Tragically, my team would go on to lose in the Super Bowl in my sophomore, junior, and senior years of college as well. I got a diploma but no Super Bowl win. But no loss ever stung as much as the first one. After that failed kick, I stopped believing that God would bestow championships upon the most deserving, title-starved fans. There was no football God, and Buffalo would never win.

That gloomy sporting worldview has never felt more valid than this year, as two spoiled-rotten fan bases, both with recent titles, have an opportunity to see their teams win again in the Super Bowl.  Oh, yeah, I almost forgot to mention that I hate the Patriots, too. Hate is probably too mild a term. Loathe. Detest. Abhor. Despise. You get the point.

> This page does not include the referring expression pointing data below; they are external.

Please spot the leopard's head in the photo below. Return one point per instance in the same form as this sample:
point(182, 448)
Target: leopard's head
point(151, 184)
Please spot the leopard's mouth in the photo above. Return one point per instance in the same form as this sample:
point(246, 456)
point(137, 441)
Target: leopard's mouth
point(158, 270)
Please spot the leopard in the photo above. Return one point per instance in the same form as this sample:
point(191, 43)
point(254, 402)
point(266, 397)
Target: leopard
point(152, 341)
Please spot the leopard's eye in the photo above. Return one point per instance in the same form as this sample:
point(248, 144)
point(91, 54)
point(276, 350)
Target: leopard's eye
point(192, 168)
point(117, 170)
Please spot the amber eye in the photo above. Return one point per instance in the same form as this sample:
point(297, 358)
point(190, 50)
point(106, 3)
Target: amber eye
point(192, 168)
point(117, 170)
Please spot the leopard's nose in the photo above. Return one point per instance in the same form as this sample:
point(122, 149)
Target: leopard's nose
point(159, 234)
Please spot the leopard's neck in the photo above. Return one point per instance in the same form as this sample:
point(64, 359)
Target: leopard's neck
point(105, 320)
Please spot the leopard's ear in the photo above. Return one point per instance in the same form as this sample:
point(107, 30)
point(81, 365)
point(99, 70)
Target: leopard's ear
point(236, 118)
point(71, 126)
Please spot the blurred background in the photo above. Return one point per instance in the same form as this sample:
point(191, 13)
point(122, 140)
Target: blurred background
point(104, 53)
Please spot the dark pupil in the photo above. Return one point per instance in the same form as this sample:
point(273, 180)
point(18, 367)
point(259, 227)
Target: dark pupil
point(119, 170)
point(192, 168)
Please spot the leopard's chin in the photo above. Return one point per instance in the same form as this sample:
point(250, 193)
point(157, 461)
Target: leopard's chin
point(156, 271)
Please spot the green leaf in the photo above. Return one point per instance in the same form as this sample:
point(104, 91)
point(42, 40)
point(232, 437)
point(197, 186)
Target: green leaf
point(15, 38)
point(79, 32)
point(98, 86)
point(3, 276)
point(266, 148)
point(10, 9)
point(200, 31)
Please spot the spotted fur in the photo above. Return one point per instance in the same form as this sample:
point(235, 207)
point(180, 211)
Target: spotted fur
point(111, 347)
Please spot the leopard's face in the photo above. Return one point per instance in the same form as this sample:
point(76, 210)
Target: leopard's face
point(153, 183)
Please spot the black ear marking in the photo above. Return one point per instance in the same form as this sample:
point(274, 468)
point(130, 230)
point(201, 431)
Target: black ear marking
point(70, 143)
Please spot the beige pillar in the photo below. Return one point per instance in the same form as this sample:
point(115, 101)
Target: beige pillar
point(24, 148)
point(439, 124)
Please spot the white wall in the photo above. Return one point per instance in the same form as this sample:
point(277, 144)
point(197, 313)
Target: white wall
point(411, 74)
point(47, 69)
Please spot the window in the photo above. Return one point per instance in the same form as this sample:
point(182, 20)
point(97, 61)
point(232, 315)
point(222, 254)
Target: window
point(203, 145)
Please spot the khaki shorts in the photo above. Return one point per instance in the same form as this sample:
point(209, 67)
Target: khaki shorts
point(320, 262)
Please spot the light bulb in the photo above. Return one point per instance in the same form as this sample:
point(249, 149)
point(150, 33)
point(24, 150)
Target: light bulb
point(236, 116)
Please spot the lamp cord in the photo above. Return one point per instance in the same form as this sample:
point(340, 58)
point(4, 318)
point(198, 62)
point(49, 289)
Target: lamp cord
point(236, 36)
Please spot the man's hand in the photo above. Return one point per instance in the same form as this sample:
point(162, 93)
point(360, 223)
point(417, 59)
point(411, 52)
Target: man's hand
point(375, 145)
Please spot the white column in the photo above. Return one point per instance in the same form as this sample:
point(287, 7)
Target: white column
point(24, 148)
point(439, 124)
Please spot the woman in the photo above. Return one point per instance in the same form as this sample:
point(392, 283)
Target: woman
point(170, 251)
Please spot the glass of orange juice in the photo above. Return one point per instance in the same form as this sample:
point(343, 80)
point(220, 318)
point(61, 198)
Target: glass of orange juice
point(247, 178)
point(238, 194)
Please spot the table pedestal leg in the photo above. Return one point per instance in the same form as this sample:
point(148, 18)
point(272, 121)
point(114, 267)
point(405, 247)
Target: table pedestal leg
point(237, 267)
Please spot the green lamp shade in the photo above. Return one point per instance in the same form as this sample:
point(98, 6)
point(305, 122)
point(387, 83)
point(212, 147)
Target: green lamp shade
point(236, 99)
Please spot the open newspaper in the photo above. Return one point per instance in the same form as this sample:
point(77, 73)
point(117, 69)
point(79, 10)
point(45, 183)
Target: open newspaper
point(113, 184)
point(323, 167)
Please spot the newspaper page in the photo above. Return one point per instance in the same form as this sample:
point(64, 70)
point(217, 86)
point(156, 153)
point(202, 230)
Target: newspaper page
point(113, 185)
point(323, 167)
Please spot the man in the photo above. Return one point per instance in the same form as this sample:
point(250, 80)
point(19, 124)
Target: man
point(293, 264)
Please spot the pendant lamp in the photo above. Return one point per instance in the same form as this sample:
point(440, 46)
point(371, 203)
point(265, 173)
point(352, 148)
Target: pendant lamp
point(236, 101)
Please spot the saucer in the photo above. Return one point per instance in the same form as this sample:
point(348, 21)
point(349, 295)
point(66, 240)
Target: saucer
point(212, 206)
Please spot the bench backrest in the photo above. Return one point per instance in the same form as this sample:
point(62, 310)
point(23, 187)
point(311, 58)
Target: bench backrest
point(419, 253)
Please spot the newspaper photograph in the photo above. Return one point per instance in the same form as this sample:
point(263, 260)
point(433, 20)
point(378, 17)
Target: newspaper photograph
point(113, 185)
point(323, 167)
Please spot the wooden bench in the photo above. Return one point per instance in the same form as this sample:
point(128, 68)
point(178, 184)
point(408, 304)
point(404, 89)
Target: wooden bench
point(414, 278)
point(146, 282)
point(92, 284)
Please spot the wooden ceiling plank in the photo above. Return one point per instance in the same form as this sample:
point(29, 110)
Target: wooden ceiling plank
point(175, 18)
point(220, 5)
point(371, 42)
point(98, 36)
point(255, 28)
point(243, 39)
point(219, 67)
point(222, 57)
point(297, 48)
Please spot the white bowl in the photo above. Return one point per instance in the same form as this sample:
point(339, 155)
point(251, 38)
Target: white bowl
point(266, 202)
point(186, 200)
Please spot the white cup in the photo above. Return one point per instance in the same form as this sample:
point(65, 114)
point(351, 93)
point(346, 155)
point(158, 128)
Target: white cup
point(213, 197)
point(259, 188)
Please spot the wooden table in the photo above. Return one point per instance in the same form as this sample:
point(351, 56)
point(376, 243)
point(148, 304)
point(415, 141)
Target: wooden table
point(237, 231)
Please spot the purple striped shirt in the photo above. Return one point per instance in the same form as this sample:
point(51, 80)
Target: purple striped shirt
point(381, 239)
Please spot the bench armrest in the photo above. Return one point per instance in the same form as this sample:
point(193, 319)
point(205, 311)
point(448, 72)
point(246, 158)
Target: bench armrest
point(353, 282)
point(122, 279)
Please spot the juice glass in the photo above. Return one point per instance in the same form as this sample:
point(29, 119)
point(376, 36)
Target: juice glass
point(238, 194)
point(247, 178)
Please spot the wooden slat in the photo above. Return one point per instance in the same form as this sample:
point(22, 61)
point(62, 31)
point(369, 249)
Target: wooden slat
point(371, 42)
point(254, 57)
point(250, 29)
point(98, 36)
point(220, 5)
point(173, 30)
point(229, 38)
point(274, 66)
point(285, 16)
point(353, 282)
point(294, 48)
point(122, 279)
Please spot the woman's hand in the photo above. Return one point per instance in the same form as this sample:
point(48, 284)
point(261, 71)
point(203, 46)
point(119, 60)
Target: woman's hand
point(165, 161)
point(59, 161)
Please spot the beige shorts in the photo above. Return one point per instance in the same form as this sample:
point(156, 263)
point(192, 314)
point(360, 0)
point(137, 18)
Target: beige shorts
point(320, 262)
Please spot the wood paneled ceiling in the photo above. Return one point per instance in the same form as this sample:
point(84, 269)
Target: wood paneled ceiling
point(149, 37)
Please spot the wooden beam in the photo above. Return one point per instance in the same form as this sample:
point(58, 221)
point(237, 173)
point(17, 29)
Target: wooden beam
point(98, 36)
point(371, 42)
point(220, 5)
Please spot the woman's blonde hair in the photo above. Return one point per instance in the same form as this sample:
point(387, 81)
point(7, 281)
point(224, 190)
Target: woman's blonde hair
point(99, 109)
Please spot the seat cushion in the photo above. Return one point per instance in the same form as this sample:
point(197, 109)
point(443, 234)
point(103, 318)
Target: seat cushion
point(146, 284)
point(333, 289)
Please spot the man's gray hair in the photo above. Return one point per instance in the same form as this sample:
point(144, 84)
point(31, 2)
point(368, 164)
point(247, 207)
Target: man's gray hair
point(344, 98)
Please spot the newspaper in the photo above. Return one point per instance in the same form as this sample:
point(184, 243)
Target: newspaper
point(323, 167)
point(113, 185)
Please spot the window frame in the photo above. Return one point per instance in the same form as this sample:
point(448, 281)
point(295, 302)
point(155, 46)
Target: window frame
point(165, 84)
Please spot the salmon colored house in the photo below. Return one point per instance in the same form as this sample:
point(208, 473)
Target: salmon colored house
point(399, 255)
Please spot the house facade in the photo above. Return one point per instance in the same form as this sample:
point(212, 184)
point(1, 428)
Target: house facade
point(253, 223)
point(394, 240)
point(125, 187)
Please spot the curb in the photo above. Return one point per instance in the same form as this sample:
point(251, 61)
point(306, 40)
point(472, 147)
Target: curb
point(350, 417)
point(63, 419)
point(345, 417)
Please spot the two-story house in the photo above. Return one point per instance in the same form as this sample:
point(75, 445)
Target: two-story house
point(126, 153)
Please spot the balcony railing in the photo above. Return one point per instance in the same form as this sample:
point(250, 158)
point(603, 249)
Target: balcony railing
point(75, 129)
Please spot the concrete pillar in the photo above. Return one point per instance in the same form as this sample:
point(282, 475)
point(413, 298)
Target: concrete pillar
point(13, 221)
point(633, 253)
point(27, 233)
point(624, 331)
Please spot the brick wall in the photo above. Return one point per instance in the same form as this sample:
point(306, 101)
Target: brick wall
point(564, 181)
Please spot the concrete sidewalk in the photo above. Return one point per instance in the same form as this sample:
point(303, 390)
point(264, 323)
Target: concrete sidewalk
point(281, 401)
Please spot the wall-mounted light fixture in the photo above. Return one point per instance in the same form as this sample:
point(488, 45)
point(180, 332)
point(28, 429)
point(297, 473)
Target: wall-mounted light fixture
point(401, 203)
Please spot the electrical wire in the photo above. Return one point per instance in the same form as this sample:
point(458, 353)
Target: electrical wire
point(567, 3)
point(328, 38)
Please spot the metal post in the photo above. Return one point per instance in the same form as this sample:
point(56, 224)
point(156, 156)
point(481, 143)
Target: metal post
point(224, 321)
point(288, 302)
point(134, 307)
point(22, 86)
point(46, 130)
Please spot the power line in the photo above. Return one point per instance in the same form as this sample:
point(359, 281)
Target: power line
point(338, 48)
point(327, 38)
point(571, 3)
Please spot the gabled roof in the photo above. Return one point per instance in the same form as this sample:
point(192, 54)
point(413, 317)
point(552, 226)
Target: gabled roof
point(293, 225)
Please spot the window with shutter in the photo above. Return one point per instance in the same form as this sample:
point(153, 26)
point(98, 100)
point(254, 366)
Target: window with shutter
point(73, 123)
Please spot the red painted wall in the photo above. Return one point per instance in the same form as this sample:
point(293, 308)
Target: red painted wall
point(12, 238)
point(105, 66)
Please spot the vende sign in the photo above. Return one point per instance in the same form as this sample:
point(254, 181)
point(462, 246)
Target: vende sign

It isn’t just the fact that my team is a woeful 2-21 against the Patriots over the last decade-plus. Okay, so it is mostly about that. But I also dislike the team’s uniforms, its too-pretty and too-talented quarterback, and the fact that it’s so damn good.

Over the last 30 years, there have been only two Super Bowls in which I failed to conjure a rooting interest: this one and the first Pats-Giants matchup, in ’08.  In recent days, I’ve tried very hard to determine which team is the lesser evil because I have a hard time watching a game if I have zero interest in the outcome.  

But the task has been a bit like trying to decide if I want to listen to R.E.O. Speedwagon or Richard Marx; vote for Michelle Bachmann or Sarah Palin; get a root canal or have a colonoscopy. I just can’t do it. I simply cannot bring myself to root for either of these teams, even passively. Even if I had a million shares of Facebook stock riding on one of them, I’d still have mixed feelings about rooting for either.

Perhaps all I can hope for is some sort of cataclysm that would prevent this game from actually taking place. No, I don’t want anyone to get hurt—no earthquakes or anything like that. Maybe something like a good, old-fashioned power outage right before kickoff would do the trick. But with all the money at stake, inevitably it would be rescheduled.

Yes, the show must go on, so for me, and other haters, the only ray of light in this bleak football season is the fact that fans of either the Giants or the Patriots are going to be very, very disappointed come Sunday evening. I doubt that they will feel as bad as I did in 1991, but I can always hope.